Get me my Dilaudid now, or I'm leaving
Get me my Dilaudid now or I’m leaving

Needless to say, Mr. Redmond was placed as low acuity and was going to have to wait to get his pain medication he came in for.

“I’m sick of this [expletive] place!” Mr. Redmond yelled in frustration.  “I’ll leave right now if I don’t get my pain medication.”

This threat to leave AMA sent shockwaves through the ER.  In a sweeping movement, every head turned and jaw dropped with concern.  The scene that followed was divine cooperation.

Nurse Shannon dropped a chart right on the floor and beelined to the Pyxis.  The ER doctor noticed the desk clerk was on break so he stopped chest compressions he was performing in the bay next door.  “If that order doesn’t get in right now, the patient is as good as gone.”  He grabbed the closest person he could find to run the code while he went to the desk and entered in his order of Dilaudid.

Time was ticking down as Mr. Redmond had now taken off his hospital gown and was lacing up his shoes.  Luckily for the ER team his IV was still in place, but everyone knew it was only a matter of time before that was as good as gone.

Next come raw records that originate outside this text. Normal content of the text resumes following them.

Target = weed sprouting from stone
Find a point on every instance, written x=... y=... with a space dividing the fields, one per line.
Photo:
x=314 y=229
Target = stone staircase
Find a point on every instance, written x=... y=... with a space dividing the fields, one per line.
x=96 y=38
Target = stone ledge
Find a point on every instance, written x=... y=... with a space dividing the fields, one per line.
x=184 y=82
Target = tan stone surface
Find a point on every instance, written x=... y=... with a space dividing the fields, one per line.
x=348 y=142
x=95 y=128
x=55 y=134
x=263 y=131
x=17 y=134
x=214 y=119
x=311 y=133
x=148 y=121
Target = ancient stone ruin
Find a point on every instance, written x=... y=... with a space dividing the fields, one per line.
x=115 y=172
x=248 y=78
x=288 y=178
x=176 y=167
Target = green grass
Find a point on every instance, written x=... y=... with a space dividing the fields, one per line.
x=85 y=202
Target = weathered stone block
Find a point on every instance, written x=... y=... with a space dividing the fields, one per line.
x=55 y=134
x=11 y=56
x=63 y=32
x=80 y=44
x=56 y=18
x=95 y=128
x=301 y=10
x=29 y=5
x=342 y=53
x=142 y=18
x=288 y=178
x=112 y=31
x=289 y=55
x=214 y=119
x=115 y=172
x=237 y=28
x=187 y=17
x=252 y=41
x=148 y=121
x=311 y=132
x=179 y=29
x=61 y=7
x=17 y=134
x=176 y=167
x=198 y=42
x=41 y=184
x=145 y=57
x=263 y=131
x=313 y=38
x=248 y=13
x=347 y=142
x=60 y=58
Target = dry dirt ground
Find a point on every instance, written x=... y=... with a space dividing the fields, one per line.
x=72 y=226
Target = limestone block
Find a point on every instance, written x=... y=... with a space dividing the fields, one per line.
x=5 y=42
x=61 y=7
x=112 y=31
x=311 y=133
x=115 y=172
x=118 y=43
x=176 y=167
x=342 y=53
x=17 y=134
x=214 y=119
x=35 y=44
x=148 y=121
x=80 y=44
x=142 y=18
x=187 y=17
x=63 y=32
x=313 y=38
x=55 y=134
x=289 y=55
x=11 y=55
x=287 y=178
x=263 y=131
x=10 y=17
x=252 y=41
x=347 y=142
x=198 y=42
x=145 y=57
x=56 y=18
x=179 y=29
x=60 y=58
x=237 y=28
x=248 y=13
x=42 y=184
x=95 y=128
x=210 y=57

To make matters worse in between his loud cussing and threats to leave, his pain increased to 12/10.  “We thought we were going to lose him [not death, but AMA from the ER] when his pain broke the laws of math and became larger than the scale itself!” Dr. Johnson told reporters later that night.  He continued, “It did remind me of that scene from Spinal Tap when the volume goes to 11, but that was a spoof movie, this was real life!”

Meanwhile, trouble was brewing at the Pyxis machine where Nurse Shannon’s fingerprint was not accepted.  “Only when I’m in a hurry!” she shouted in frustration.  Two forehead swipes later the Pyxis finally took her print, and of course she had to enter in the patient’s information because he was not yet entered.  “Screw it.  I’m taking it out under emergency.  The emergency patient name is reserved only for just that: emergencies.  This exact situation.”

The nurse that Shannon had to hip check out of the way went back to taking out code drugs for the Code Blue occurring in the next bay.

Nurse Patti had a syringe and needle ready to go so when Shannon threw the Dilaudid underhand to her from across the ER she caught it and quickly drew it up.  Then sprinted to bay 8.

The timing couldn’t have been better, Michael Redmond was putting on his sweatshirt and started to stand up as if he was walking out of the examination room.  Nurse Patti met him at the exam room door’s threshold.  Huffing and puffing from being out of breath she said, “We… got…” breath, breath “it.”  Raising the syringe above her head with her right hand while her left hand was on her knee supporting her bent over body trying to catch her breath.

Mr. Redmond was still miffed but sat back down so he could get his medication.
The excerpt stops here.